The tent is also where the United States Slow Smoke Championship is held, traditionally on each show's Sunday. Sometimes additional events are held inside, such as tobacco blending contests. Brian Levine has hosted his PipesMagazine.com Radio Show from the Chicago tent. And it's open all day and all night for having a comfortable smoke whenever wanted.
The Chicago show is big enough to merit a pre show. While the exhibition is held over the weekend (traditionally the first weekend in May), exhibitor space is also made available in the tent on Friday, with half-tables provided on a first come basis and with no fee. It's a great appetizer for the show, and exhibitors unable to have a table at the show can still display.
Frank Burla has retired from directing the show, and Craig Cobine, who has donated thousands of hours of his time to the show over the years, now fills that role, and has for the past handful of years. He's a remarkable man, soft spoken and keenly intelligent, friendly and interesting, and with a sharp eye for pipes.

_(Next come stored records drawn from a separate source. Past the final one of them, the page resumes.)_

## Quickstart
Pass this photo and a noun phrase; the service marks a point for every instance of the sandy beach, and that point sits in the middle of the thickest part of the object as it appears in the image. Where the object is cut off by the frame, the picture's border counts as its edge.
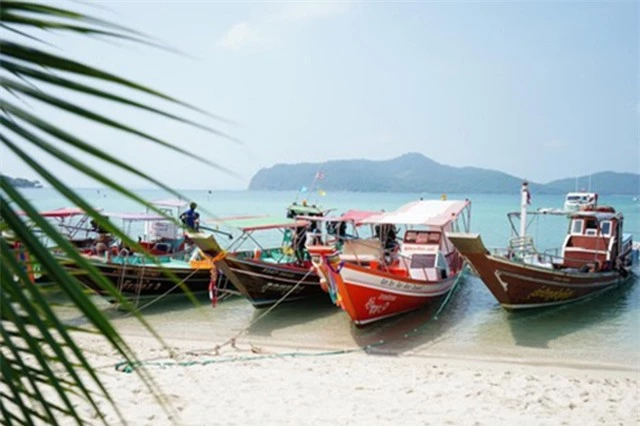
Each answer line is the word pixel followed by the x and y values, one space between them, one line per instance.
pixel 269 385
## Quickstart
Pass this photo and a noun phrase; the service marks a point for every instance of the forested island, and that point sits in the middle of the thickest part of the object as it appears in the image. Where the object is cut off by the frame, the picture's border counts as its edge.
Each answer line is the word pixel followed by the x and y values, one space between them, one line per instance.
pixel 416 173
pixel 22 183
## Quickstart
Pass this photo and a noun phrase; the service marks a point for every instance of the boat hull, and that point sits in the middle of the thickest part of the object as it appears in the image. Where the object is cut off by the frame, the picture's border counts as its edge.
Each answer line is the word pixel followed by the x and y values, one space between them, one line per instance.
pixel 265 284
pixel 137 281
pixel 521 286
pixel 369 295
pixel 262 283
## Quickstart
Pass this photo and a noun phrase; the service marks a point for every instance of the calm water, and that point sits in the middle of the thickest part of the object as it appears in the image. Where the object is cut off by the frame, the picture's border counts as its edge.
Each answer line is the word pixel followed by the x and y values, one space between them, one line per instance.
pixel 602 329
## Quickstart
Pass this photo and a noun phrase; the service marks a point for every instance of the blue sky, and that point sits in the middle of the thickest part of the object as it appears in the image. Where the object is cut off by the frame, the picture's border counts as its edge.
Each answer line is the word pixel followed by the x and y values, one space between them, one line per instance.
pixel 540 90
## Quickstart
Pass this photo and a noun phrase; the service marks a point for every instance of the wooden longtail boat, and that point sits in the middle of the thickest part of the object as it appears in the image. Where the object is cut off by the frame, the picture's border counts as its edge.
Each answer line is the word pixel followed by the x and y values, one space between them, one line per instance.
pixel 268 275
pixel 594 257
pixel 140 276
pixel 166 265
pixel 263 275
pixel 393 279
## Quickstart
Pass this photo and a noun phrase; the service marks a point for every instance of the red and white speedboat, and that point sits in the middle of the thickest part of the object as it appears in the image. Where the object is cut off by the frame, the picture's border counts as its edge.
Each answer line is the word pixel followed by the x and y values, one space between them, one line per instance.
pixel 387 275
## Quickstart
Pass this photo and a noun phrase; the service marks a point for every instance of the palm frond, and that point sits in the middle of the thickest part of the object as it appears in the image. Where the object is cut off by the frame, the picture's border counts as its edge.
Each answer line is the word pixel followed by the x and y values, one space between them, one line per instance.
pixel 38 354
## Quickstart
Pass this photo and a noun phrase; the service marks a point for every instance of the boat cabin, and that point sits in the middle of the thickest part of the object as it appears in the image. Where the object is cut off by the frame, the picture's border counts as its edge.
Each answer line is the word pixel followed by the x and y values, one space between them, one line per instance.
pixel 593 240
pixel 423 255
pixel 575 201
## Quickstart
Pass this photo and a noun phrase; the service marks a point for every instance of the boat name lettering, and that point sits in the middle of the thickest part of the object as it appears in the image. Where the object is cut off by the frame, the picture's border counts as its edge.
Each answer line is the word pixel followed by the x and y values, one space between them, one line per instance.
pixel 282 288
pixel 547 293
pixel 396 284
pixel 140 286
pixel 374 308
pixel 276 272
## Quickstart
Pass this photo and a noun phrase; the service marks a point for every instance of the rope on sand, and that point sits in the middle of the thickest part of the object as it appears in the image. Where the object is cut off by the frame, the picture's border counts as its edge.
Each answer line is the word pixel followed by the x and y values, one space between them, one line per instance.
pixel 129 366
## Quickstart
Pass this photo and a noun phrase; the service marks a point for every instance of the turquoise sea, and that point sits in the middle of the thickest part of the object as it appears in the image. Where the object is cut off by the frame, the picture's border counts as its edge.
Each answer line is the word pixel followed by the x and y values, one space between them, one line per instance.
pixel 603 330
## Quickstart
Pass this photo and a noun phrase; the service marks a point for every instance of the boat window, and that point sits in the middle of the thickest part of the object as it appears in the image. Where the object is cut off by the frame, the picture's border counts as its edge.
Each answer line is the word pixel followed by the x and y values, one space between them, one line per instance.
pixel 417 237
pixel 576 226
pixel 442 262
pixel 591 228
pixel 423 261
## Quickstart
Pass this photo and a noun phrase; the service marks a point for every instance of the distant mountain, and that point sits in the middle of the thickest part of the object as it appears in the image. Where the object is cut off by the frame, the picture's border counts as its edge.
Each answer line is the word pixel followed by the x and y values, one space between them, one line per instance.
pixel 602 183
pixel 22 183
pixel 414 172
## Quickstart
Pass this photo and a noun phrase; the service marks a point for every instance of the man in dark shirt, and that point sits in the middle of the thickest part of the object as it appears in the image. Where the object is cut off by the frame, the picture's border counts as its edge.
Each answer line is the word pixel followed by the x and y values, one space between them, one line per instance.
pixel 191 218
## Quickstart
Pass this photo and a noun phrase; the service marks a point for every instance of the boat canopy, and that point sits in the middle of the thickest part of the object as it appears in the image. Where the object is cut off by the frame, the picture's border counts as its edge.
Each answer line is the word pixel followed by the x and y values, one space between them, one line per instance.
pixel 253 223
pixel 170 202
pixel 61 212
pixel 304 209
pixel 137 217
pixel 355 216
pixel 435 213
pixel 599 216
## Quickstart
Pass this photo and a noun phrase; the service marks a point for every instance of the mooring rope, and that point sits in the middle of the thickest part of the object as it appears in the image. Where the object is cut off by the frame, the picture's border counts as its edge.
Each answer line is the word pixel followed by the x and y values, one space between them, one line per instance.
pixel 129 367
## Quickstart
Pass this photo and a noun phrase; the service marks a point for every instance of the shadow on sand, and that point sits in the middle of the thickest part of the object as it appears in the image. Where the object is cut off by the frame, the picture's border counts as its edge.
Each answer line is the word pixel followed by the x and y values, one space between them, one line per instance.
pixel 265 321
pixel 170 304
pixel 394 336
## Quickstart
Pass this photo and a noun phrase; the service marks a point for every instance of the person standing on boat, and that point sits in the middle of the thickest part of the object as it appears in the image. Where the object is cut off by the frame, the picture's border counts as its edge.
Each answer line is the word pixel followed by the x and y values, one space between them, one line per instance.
pixel 191 218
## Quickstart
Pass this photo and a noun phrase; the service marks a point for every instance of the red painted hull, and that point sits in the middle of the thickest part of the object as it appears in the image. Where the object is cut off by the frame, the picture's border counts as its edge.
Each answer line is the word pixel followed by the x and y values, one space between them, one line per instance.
pixel 369 295
pixel 519 286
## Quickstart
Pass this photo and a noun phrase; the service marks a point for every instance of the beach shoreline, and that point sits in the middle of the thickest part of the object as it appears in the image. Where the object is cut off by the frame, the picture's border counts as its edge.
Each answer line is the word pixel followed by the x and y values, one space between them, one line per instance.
pixel 276 383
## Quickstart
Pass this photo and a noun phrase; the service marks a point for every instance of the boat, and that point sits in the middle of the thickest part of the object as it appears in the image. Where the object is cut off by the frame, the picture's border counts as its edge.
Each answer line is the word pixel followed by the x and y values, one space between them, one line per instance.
pixel 138 276
pixel 266 276
pixel 382 277
pixel 575 201
pixel 595 256
pixel 164 266
pixel 262 275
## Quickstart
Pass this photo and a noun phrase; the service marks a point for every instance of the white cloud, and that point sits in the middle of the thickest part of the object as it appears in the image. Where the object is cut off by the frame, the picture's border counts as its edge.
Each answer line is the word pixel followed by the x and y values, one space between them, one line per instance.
pixel 238 36
pixel 245 34
pixel 296 12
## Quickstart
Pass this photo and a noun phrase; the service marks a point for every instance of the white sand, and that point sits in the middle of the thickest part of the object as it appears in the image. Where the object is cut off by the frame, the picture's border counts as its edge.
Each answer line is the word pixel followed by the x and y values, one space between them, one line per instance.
pixel 360 389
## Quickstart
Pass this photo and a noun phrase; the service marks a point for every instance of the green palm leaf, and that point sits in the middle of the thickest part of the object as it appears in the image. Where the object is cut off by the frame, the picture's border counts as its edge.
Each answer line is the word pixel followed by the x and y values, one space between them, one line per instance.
pixel 38 354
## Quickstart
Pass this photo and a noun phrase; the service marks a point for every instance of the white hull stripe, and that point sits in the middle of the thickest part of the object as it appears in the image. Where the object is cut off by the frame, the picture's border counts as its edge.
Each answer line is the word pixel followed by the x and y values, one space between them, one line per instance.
pixel 396 286
pixel 500 273
pixel 272 277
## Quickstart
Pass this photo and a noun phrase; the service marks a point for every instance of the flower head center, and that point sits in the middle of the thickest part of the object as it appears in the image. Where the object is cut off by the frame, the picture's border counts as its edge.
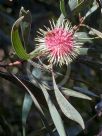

All pipe shows have enormous merit, of course, each with its own personality and each requiring a huge expenditure of time and expense for the club holding it. Many prefer smaller shows, because it's impossible to see everything at a show that's as large as Chicago's, and every show is more than worth attending. Yet for the widest variety of companionship and conversation, products and events, Chicago certainly excels. It's unlikely that we'll see the Chicago show return this year, but with its history and momentum, its popularity and its breadth of experiences for every attendee, it will be back, because the show goes on.